ALLTAG · BEZIEHUNGEN

Wenn eine Beziehung zur Quelle von Stress wird

Die Menschen, die uns am nächsten sind, sollten eine Zuflucht sein. Manchmal wird einer von ihnen stattdessen das, wogegen sich dein Körper wappnet. Hier ist, wie man gewöhnliche Reibung von etwas unterscheidet, das einen zermürbt, und was du tatsächlich dagegen tun kannst.

Group of people sitting on boat dock

Photo by Yanapi Senaud on Unsplash

Wenn du in einer Krise steckst oder daran denkst, dir etwas anzutun, bist du nicht allein. In den USA ruf an oder schreib eine SMS an 988 (Suicide & Crisis Lifeline, rund um die Uhr), schreib HOME an 741741 (Crisis Text Line) oder ruf bei unmittelbarer Gefahr 911 an.

Schnelle Tipps

  • Write down when the dread shows up.
  • Set one boundary you can actually hold.
  • Call the friend you've gone quiet with.

Es gibt eine besondere Art von müde, die nicht von der Arbeit kommt. Du bemerkst sie, wenn ihr Name dein Handy aufleuchten lässt und dir der Magen absackt, bevor du die Nachricht überhaupt gelesen hast. Du bemerkst sie im Einüben, in den Gesprächen, die du auf der Heimfahrt im Kopf durchgehst, während du planst, was du sagen wirst, damit es nicht eskaliert. Du bemerkst sie in deinen Schultern. Wenn ihr zusammen seid, bist du schon angespannt.

Die Beziehungen, die uns aufrichten sollen, können auch die sein, die uns leise zermürben. Ein Partner. Ein Elternteil. Ein erwachsenes Geschwister, eine beste Freundin, der Kollege, dem du nicht entkommen kannst. Wenn die Verbindung, die ein weicher Landeplatz sein soll, zu etwas wird, für das du dich stählst, dann ist das nicht eingebildet. Dein Körper führt ein ehrliches Protokoll.

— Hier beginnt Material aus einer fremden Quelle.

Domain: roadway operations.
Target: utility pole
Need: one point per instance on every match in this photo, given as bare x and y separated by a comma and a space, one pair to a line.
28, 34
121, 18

Und hier ist der Teil, den man früh laut sagen sollte: Beziehungen gehören zu den mächtigsten Kräften für deine Gesundheit, in beide Richtungen. Die längste Studie über das Erwachsenenleben, die wir haben, die Harvard Study of Adult Development, hat Menschen über achtzig Jahre lang begleitet, und ihr klarstes Ergebnis ist, dass die Wärme unserer engen Beziehungen vorhersagt, wie glücklich und wie gesund wir Jahrzehnte später sein werden, verlässlicher als Geld, Ruhm oder sogar Gene. Dieselbe Studie fand, dass das Umgekehrte ebenso real ist. Menschen in konfliktreichen, unglücklichen Partnerschaften berichteten von mehr körperlichem und seelischem Schmerz, und Isolation forderte einen messbaren Tribut vom Körper. Gute Beziehungen schützen uns. Schlechte kosten uns. Das ist nicht sentimental. Das sind die Daten.

Was Stress von einem Menschen tatsächlich mit dir macht

Stress ist Stress, ob die Quelle eine Frist oder ein Mensch ist. Der Unterschied ist, dass man ein Projekt meist abschließen kann. Eine Beziehung geht weiter.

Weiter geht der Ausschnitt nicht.